6. Think Ahead and Avoid Costly Site adjustments
No two sites are ever the exact same, so it’s important to consider the variation of job-site features ahead of time to avoid potential time consuming adjustments.
Although all connections should allow for adjustment, infinite adjust-ability can become a major challenge to a rack being built in a timely manner. Rather than trying to adjust an entire rack after it’s assembled, it can be helpful to utilize a product that allows the installer to establish and lock each adjustment during a single step in the assembly. Using this approach, the installer can adjust the racking to a fixed height in one step, and then adjust to a fixed front-back position in the next step, and so on. Minimizing the number of connection points that are tied to the adjustment of the rack will also save installation time.

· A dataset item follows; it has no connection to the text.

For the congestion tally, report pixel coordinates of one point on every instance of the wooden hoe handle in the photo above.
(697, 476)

7. Leverage the Racking Solution for Efficient Module Installation
Many newer racking solutions include time saving features for proper module positioning, such as module retention ledges, built directly into the racking. This allows the installer to quickly rest a module in perfect alignment with the rack each time. As an added benefit, the module can be supported hands-free until the clamps can be positioned. Ultimately, this reduces the number of installers required to complete what was formerly a painstaking process. Advancements have also been made with regards to clamping, with products offering faster connections that take over the role of traditional bolted connections. What about thinking outside the box ? Why not using rivets? No torquing – no torque marks ….! No theft – a little more work if they have to be exchanged!
8. QA procedures
After delivery of materials, a batch testing/verification should be conducted to identify perceptible deviations. These should be addressed immediately before they influence the project itself. It is also critical to establish sign-off procedures that incorporate the IDDS philosophy, where QC procedures are discussed and implemented by all project participants in the pre-construction phase.

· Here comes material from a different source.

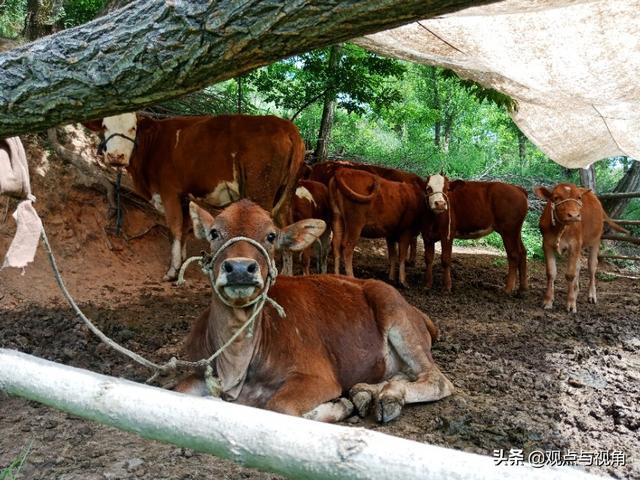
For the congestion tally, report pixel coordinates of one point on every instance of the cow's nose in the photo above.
(241, 271)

Ultimately, the foundation for a successful Quality Assurance program is the quality control maintained by the manufacturer to ensure that all delivered materials delivered conform to the contract requirements.
9. Safety – a team effort
Safety procedures are not only for workers, or for installers, or for helpers – no – they are implemented foreverybody to protect everybody on the job site, which means that superintendents , project managers, fence contractors, electricians, installers – everybody has to follow them! Safety procedures should be clearly communicated and enforced! The lower the incident rate the smoother the project.
10. Plan B& Communication
There is always something – storm, burglary, vandalism, refusals, missing holes ….. – be prepared, and have a plan B in place to reduce the impact of disturbing changes during construction and conduct your risk analysis up front to minimize disruptions.
Communication is key. A weekly construction meeting is the minimum, and the larger the project the more coordination meetings are necessary!

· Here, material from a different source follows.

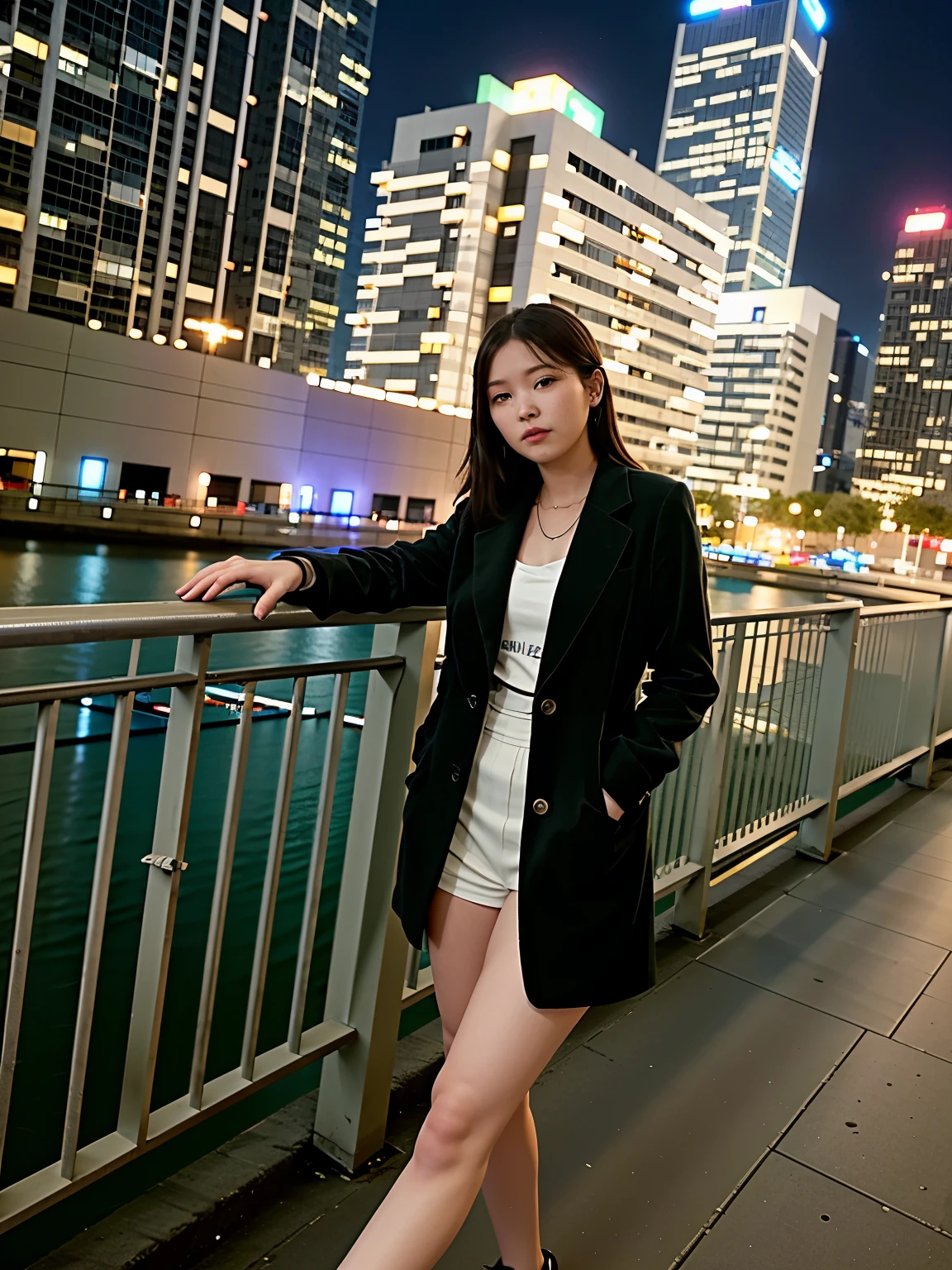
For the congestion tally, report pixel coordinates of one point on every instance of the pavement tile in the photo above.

Bottom line : Client + Supplier + Installation partner = One Team
Designing a structurally adequate racking system is relatively straightforward. However, with ongoing pressure to bring down the cost of solar systems, there’s a fine line between material optimization and risky design. The evaluation of the complex structure to identify the most valuable solution for a Ground-Mount project requests the participation of client(layout,expectations,goals), supplier(sound, valuable system) and the installer(schedule, efficiency). The more all parties are involved the better they can achieve the overall project goal!